The power spectral density $S_{xx}$ is the Fourier transform of the autocorrelation $R_{xx}$ of a wide-sense stationary process $x$.

For CT process $x(t)$:

$$S_{xx}(j\omega) \leftrightarrow R_{xx}(\tau)$$

For DT process $x[n]$:

$$S_{xx}(e^{j\Omega}) \leftrightarrow R_{xx}[m]$$

Instantaneous power is defined:

$$x^2(t)$$

The expectation of instant power is the autocorrelation with zero time shift:

$$E[x^2(t)] = R_{xx}(0)$$

The expectation of instantaneous power can be written in terms of the power spectral density:

$$E[x^2(t)] = R_{xx}(0) = \frac{1}{2\pi} \int_{-\infty}^{\infty} S_{xx}(j\omega) d\omega$$

Therefore, $S_{xx}$ describes how instantaneous power is distributed across frequency.

Consider a process $y$, which is the WSS process $x$ filtered by a function $h$:

$$y(t) = (h \ast x)(t)$$

Then, the PSD of this new process is:

$$S_{yy}(j\omega) = \left|H(j\omega)\right|^2 S_{xx}(j\omega)$$

Fluctuation spectral density is the power spectral density of the fluctuation of a process from its mean. In other words, it is the Fourier transform of autocovariance.

$$C_xx[m] \leftrightarrow D_{xx}(e^{j\Omega})$$ $$C_xx(\tau) \leftrightarrow D_{xx}(j\omega)$$

A white process has a flat power spectral density. For a white process $x(t)$:

$$S_{xx}(j\omega) = k, -\infty \lt \omega \lt \infty$$

Let $x(t)$ be a random process. Window this signal between $-T$ and $T$ to obtain $x_T(t)$. $x_T(t)$ can also be written as:

$$x_T(t) = w_T(t)x(t)$$

where $w_T(t) = 1$ for $|t| < T$ and $0$ otherwise.

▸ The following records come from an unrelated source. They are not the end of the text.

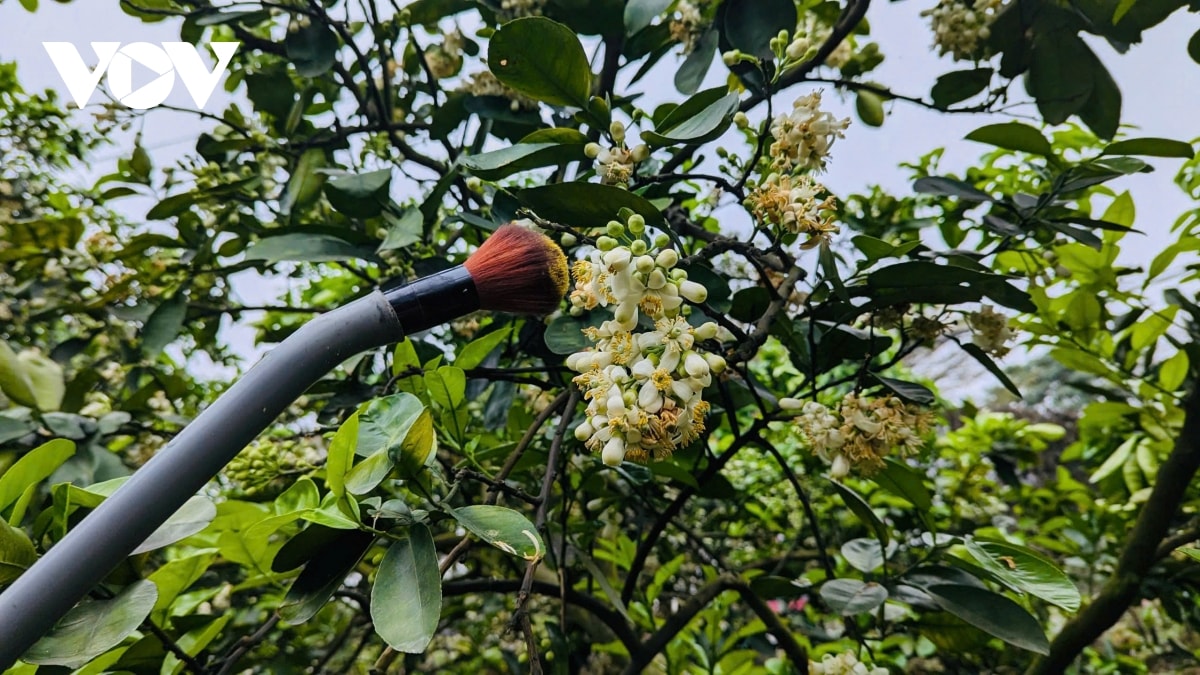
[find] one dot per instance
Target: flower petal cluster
(643, 388)
(795, 204)
(844, 663)
(804, 136)
(961, 28)
(990, 330)
(862, 431)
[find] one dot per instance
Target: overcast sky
(1161, 88)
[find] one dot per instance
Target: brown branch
(1140, 551)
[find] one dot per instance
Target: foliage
(719, 455)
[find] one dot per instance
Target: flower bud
(637, 223)
(617, 130)
(693, 291)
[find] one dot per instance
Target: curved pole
(31, 605)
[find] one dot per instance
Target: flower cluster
(960, 27)
(445, 59)
(643, 388)
(615, 166)
(793, 204)
(687, 25)
(516, 9)
(991, 330)
(486, 84)
(862, 431)
(844, 663)
(804, 136)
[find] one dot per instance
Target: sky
(1161, 88)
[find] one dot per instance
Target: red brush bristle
(519, 270)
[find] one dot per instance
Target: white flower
(804, 136)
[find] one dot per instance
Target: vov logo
(167, 61)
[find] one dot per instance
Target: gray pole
(31, 605)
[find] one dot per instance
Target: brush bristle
(519, 270)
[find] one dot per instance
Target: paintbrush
(515, 270)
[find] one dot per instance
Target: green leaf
(406, 599)
(852, 596)
(910, 392)
(94, 627)
(522, 156)
(312, 48)
(639, 13)
(324, 574)
(1025, 571)
(163, 324)
(17, 553)
(474, 353)
(586, 204)
(504, 529)
(985, 360)
(402, 231)
(700, 119)
(541, 59)
(858, 506)
(195, 515)
(361, 195)
(691, 73)
(959, 85)
(1013, 136)
(341, 455)
(864, 555)
(1151, 148)
(305, 248)
(993, 614)
(869, 107)
(751, 24)
(394, 425)
(34, 467)
(45, 377)
(949, 187)
(904, 482)
(13, 380)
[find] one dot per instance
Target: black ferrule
(435, 299)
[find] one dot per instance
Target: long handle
(31, 605)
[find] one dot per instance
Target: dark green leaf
(751, 24)
(305, 248)
(959, 85)
(863, 511)
(324, 574)
(910, 392)
(94, 627)
(864, 555)
(541, 59)
(1013, 136)
(406, 599)
(851, 596)
(699, 119)
(586, 204)
(949, 187)
(359, 195)
(1023, 569)
(163, 324)
(904, 482)
(1151, 148)
(991, 613)
(312, 48)
(504, 529)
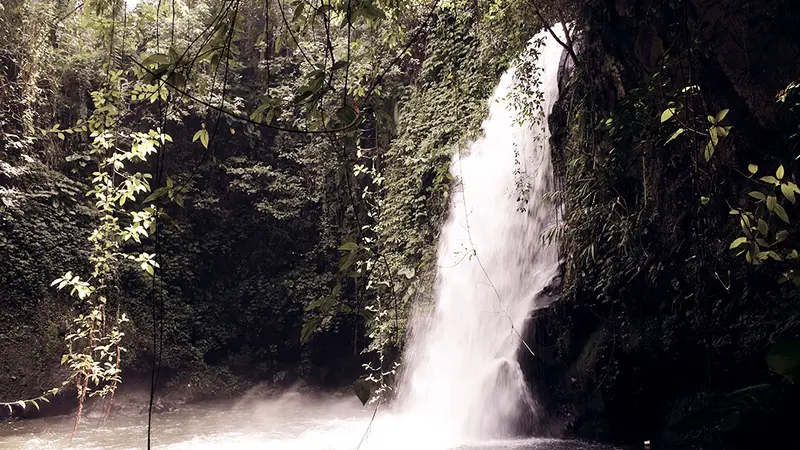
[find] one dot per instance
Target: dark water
(292, 422)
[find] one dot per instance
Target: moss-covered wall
(657, 316)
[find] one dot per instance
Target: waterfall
(462, 378)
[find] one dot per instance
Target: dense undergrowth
(299, 256)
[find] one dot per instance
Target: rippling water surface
(292, 422)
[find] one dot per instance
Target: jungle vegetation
(221, 193)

The energy spectral density (ESD) is the square of the Fourier transform of the windowed signal $x_T(t)$:

$$\left| X_T(j\omega) \right|^2$$

The ESD has units “energy/Hz.”

The periodogram is defined by the ESD divided by the time interval $2T$.:

$$\frac{1}{2T} \left| X_T(j\omega) \right|^2$$

The periodogram has units “power/Hz.”

The limit of the expectation of the periodogram as $T \to \infty$ is the power spectral density:

$$S_{xx}(j\omega) = \lim_{T \to \infty} \frac{1}{2T} E[|X_T(j\omega)|^2]$$

This result is the Einstein-Wiener-Khinchin theorem.

Spectral estimation is estimating power spectral density $S_{xx}(j\omega)$ or cross spectral density $S_{xy}(j\omega)$ from experimental or simulated data.

To do this, we replace the expectation $E[|X_T(j\omega)|^2]$ in the previous section with the average over many iterations from experiments or simulations.